Facebook's Mobile Strategy Condensed Into 16 Minutes (Video)

Yesterday, in a session on ‘Mobile Communications 2.0’ at the Mobile World Congress in Barcelona, Facebook’s VP of User Growth, Mobile and International Expansion Chamath Palihapitiya shared the social networking giant’s current mobile strategy and its plans for the future.

It was in this session that the company for the first time talked about its latest product, Facebook Zero, which is essentially a stripped down, text-only version of the mobile website for the social networking service.

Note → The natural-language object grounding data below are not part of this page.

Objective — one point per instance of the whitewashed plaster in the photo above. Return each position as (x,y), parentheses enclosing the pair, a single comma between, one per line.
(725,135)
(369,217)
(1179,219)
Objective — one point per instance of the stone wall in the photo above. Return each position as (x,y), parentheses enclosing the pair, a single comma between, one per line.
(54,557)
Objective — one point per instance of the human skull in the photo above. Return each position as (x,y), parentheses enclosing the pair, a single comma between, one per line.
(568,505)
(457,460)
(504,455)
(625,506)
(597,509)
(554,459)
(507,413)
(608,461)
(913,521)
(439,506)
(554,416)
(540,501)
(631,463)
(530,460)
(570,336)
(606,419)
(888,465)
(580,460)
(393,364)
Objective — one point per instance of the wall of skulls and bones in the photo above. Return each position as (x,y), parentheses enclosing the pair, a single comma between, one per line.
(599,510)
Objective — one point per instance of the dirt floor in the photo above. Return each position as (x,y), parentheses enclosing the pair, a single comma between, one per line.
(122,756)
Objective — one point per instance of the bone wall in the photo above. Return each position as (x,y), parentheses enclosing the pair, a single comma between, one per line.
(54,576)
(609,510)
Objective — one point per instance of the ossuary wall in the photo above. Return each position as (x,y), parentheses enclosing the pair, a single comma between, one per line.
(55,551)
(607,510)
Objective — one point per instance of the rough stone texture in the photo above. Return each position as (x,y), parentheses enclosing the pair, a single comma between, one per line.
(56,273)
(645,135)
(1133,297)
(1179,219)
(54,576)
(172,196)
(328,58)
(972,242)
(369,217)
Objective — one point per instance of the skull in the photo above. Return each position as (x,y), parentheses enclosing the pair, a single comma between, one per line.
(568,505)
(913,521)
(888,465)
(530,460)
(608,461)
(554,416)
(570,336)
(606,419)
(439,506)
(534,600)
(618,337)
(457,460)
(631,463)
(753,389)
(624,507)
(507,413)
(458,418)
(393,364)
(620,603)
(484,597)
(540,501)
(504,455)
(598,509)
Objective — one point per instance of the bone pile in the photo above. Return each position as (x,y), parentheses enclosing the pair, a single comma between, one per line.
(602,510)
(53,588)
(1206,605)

The product aims to give mobile carriers a way to offer a basic Facebook experience to their subscribers free of charge and later convert those users into premium data service customers.

We recorded the entire 16-minute session and uploaded it to our YouTube account – these are the highlights of the presentation:

– Facebook believes 2010 will be a watershed year for mobile
– The service is now actively used by more than 400 million people
– They want to make Facebook even more ubiquitous and reach billions of users
100 million users (25% of total number of users) actively uses Facebook’s mobile products at least once a month
200 million people have interacted with Facebook on mobile at least once

– Over the next 5 to 10 years, Facebook aims to invest heavily in expanding mobile experiences for their users; they expect a lot more growth in this area
– Facebook now works together with some 200 mobile operators – and they are striving to convince more about the added value of such partnerships
– Mobile users demonstrate twice as much engagement than Web users (2x the pageviews, interactions, consumptions and productions)
– They use the above as an argument to convince operators services like Facebook can help drive more sales for more capable phones and heavier data plans
– Facebook is traditionally strong in English-speaking countries, but that’s not all – for example, every single user in Indonesia apparently uses Facebook’s mobile products

– There are 3 key themes to Facebook’s mobile strategy:
* MOBILE WEBSITE: two versions, one for regular phones and one for touch-screen enabled phones – these have now been translated into 70+ languages, covering about 98% of the world population.
* SMS: interactions through Facebook using shortcodes – so far there are deals with 80 operators in 32 countries
* DEVICES: applications or ‘integrated experiences’, which means Facebook intends to hook its service deeper into the core OS handsets run on

– New developments:
* VODAFONE UK TRIAL: the carrier offered Facebook mobile free of charge for a week, which not only caused an expected usage spike, but also resulted in an increase of 20% of people who kept using and paying for heavier data plans after the trial
* FACEBOOK ZERO: stripped down, text-only version of Facebook’s mobile website – carriers can offer this free of charge for as long as they like, and attempt to transition users to a charged model at a later stage more effectively

– Facebook aims to turn FB Connect into a ‘foundational element’ of the web, whether accessed on mobile phones or not.
– In the future, Facebook Connect should become more of a core integration both on an OEM, app and OS level (naming iPhone, RIM, Windows Mobile and Android as examples)
– Facebook intends to play a more important role in the app developers ecosystem
– The company stressed that their goal is to keep pushing the envelope for users, operators, device manufacturers and developers.